George Washington to Governor Robert Dinwiddie, April 18, 1756

extracted from

The Writings of George Washington, Volume II, by Jared Sparks
(Boston: Charles Tappan, 1846), pages 141-142


To Governor Dinwiddie.
Winchester, 18 April, 1756

Sir,

It gave me infinite concern to find in yours by Governor Innes, that any representations should inflame the Assembly against the Virginia regiment, or give cause to suspect the morality and good behaviour of the officers. How far any of the individuals may have deserved such reflections, I will not take upon me to determine, but this I am certain of, and can call my conscience, and what, I suppose, will be a still more demonstrative proof in the eyes of the world, my orders, to witness how much I have, both by threats and persuasive means, endeavoured to discountenance gaming, drinking, swearing, and irregularities of every other kind; while I have, on the other hand, practised every artifice to inspire a laudable emulation in the officers for the service of their country, and to encourage the soldiers in the unerring exercise of their duty. How far I have failed in this desirable end, I cannot pretend to say. It it is nevertheless a point, which does in my opinion merit some scrutiny, before it meets with a final condemnation. Yet I will not undertake to vouch for the conduct of many of the officers, as I know there are some, who have the seeds of idleness very strongly implanted in their natures; and I also know, that the unhappy difference about the command, which has kept me from Fort Cumberland, has consequently prevented me from enforcing the orders, which I never failed to send.
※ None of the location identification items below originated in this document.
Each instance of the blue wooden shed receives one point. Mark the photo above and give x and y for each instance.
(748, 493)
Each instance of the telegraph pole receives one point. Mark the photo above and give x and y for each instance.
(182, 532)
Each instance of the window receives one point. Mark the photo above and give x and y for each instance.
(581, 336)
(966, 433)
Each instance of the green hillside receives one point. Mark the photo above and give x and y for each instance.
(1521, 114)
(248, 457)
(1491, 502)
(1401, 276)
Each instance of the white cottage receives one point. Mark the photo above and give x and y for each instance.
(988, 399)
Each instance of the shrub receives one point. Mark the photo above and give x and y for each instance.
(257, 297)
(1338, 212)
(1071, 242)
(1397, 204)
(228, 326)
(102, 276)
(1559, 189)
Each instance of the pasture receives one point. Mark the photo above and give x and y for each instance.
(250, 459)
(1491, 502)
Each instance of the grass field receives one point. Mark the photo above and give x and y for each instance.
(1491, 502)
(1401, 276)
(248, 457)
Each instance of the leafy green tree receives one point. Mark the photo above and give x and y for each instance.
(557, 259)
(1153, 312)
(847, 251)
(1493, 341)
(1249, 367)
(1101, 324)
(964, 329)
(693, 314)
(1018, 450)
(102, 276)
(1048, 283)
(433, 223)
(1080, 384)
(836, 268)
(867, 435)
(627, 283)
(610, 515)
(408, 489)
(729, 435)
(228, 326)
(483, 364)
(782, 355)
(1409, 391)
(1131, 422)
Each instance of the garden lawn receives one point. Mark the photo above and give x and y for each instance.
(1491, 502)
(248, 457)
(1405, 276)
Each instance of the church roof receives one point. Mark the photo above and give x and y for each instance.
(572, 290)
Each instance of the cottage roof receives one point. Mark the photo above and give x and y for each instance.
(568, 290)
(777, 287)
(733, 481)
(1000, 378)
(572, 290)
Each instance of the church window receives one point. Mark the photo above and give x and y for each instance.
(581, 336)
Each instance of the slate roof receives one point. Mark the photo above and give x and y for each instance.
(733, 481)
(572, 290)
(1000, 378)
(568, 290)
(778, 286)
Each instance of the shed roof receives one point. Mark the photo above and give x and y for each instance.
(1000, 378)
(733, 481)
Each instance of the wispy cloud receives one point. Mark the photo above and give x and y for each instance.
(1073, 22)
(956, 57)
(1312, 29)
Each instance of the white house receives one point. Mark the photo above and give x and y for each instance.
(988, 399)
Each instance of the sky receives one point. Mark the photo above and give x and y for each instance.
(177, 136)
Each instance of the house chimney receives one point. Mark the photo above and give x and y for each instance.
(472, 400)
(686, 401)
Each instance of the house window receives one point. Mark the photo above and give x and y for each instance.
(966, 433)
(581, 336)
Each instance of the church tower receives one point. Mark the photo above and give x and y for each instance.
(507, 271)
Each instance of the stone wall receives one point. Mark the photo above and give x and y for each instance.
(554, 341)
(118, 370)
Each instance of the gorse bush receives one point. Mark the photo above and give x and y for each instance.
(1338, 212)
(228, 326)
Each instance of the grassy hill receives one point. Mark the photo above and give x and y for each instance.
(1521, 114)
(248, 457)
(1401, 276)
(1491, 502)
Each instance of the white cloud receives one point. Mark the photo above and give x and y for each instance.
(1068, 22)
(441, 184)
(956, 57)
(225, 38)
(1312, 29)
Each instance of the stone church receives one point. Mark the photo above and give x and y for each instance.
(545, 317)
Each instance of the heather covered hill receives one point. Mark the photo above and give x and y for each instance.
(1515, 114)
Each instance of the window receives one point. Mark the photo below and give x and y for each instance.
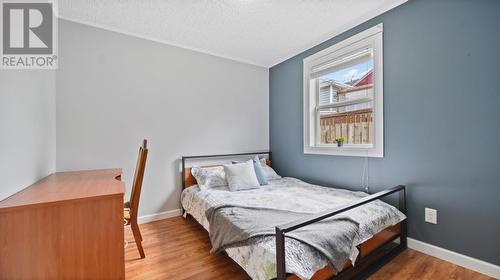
(343, 97)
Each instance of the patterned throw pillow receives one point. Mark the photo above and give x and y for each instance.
(209, 177)
(268, 171)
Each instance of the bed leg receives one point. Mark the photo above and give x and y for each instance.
(404, 224)
(280, 255)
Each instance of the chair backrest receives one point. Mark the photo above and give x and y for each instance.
(137, 183)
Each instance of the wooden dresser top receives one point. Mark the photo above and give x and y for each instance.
(64, 186)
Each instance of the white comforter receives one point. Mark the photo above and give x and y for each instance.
(259, 259)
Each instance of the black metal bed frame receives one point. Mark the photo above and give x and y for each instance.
(364, 265)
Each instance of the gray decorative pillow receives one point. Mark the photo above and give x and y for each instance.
(209, 177)
(241, 176)
(268, 171)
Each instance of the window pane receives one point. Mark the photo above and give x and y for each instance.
(353, 122)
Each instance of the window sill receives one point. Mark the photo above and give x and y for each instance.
(344, 151)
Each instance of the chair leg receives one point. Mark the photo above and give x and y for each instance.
(138, 239)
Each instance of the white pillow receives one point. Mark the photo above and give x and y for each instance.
(209, 177)
(241, 176)
(268, 171)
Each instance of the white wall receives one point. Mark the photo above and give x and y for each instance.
(114, 89)
(27, 128)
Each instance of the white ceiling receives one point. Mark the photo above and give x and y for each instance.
(260, 32)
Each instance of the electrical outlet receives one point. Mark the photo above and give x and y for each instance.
(431, 215)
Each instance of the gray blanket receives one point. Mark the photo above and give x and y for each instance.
(236, 225)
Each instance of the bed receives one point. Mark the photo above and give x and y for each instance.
(381, 235)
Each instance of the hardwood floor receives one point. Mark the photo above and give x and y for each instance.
(179, 249)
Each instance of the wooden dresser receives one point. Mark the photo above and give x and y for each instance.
(68, 225)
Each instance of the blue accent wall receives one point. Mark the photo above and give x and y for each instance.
(441, 121)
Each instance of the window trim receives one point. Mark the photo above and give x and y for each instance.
(372, 37)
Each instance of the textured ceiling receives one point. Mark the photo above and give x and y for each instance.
(260, 32)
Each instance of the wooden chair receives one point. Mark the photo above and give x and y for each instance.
(131, 207)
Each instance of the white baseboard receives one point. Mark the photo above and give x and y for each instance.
(159, 216)
(455, 258)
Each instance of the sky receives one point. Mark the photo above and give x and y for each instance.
(351, 73)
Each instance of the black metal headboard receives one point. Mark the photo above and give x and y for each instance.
(184, 158)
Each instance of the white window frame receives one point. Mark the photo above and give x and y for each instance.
(373, 38)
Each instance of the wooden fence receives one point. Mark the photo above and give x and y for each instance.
(355, 126)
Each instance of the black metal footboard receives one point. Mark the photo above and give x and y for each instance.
(373, 260)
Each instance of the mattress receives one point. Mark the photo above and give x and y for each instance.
(259, 258)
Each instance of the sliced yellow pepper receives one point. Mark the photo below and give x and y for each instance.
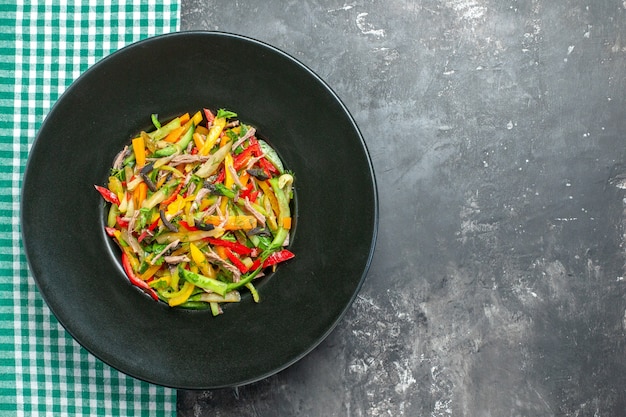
(202, 130)
(196, 254)
(269, 193)
(233, 222)
(174, 135)
(182, 295)
(139, 148)
(213, 136)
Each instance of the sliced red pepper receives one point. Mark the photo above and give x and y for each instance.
(154, 224)
(268, 167)
(244, 157)
(234, 246)
(275, 258)
(187, 226)
(278, 257)
(253, 195)
(247, 190)
(221, 176)
(235, 260)
(108, 195)
(134, 279)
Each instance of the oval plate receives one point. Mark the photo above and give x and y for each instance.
(77, 269)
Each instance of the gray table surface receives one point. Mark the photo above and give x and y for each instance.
(496, 129)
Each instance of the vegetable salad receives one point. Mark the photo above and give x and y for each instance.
(200, 208)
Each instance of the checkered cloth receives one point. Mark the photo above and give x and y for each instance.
(44, 46)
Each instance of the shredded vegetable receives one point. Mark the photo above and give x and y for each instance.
(200, 208)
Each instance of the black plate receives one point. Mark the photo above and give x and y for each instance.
(77, 269)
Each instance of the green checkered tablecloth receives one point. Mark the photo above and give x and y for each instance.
(44, 46)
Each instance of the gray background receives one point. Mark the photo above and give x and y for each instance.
(496, 129)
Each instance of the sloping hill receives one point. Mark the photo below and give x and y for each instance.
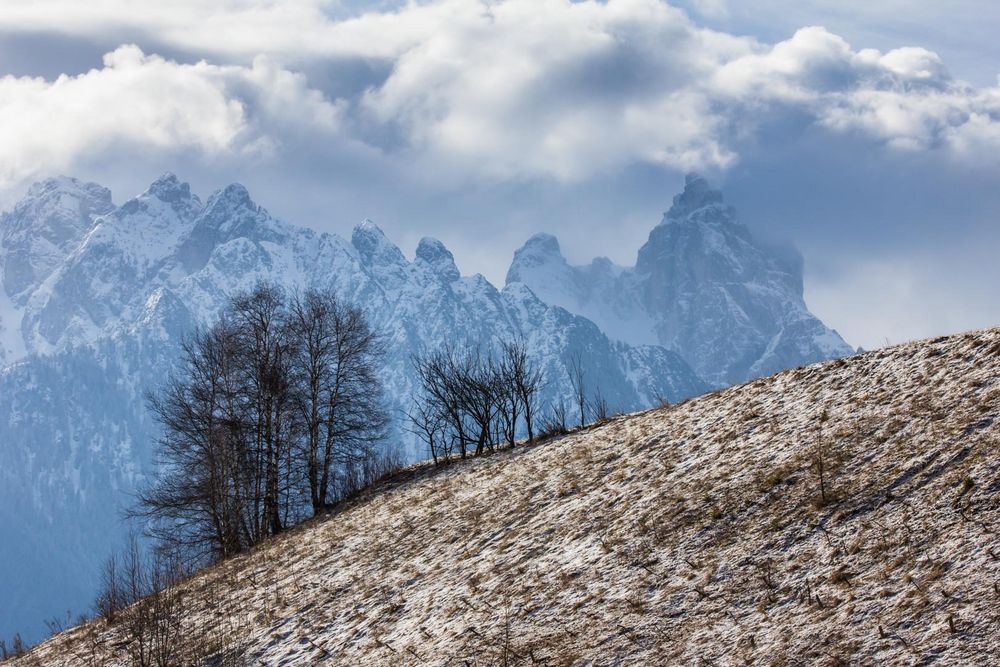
(694, 534)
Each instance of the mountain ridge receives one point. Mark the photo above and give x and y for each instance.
(701, 286)
(700, 531)
(101, 326)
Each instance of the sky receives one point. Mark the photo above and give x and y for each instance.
(866, 133)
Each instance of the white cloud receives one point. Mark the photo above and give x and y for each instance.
(475, 90)
(146, 103)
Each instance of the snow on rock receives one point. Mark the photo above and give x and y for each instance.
(700, 533)
(702, 286)
(100, 321)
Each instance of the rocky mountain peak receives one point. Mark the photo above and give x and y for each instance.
(169, 188)
(45, 226)
(697, 194)
(373, 246)
(433, 253)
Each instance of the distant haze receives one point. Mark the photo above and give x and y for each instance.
(866, 133)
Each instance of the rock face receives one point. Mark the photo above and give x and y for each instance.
(701, 286)
(96, 299)
(699, 533)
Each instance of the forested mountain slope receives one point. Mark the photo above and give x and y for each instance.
(698, 532)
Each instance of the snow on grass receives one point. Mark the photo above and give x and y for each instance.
(691, 534)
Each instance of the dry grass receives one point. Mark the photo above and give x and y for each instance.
(691, 534)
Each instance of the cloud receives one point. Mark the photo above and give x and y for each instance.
(139, 102)
(476, 91)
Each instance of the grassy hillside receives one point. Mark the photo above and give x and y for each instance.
(694, 534)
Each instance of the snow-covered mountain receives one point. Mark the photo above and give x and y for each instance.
(96, 299)
(702, 286)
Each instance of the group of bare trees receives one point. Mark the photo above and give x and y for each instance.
(275, 412)
(470, 401)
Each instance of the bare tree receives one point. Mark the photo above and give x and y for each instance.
(265, 360)
(268, 409)
(577, 378)
(523, 380)
(338, 391)
(599, 406)
(204, 496)
(429, 422)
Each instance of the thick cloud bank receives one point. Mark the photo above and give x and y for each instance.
(476, 90)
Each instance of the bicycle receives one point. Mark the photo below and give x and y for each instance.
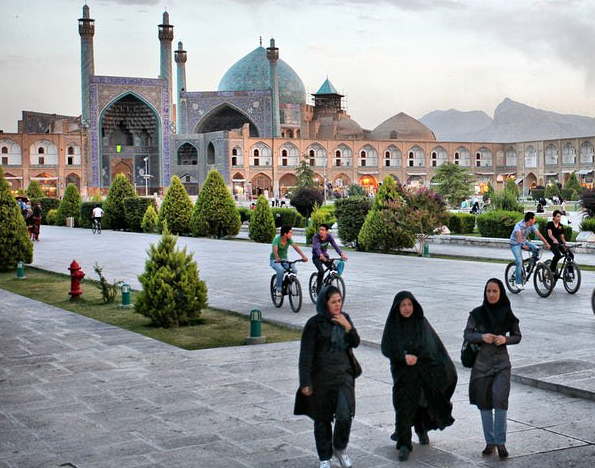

However, if I continue in the service, I shall take care to act with a little more rigor, than has hitherto been practised, since I find it so necessary.

I wrote your Honor in my last how unsuccessfully we attempted to raise the militia, and that I was reduced to the necessity of waiting here for the arrival of an escort from Fort Cumberland. The garrison there is barely manned. The rest are out on parties; yet the Indians continue to haunt the roads, and pick up straggling persons. This you may see by the enclosed from Captain John Mercer, who, being out with a scouting party of one hundred men, has been ordered to search the Warm-Spring Mountain, where, it is lately reported, the Indians rendezvous. The commission you have sent for holding courts-martial is yet insufficient, as it is copied, I suppose, too literally after Governor Innes, who had no power to hold a general court-martial, or to try commissioned officers. But this may be postponed until I come down, which will be in a short time after I arrive at Fort Cumberland. I am your Honorís, &c.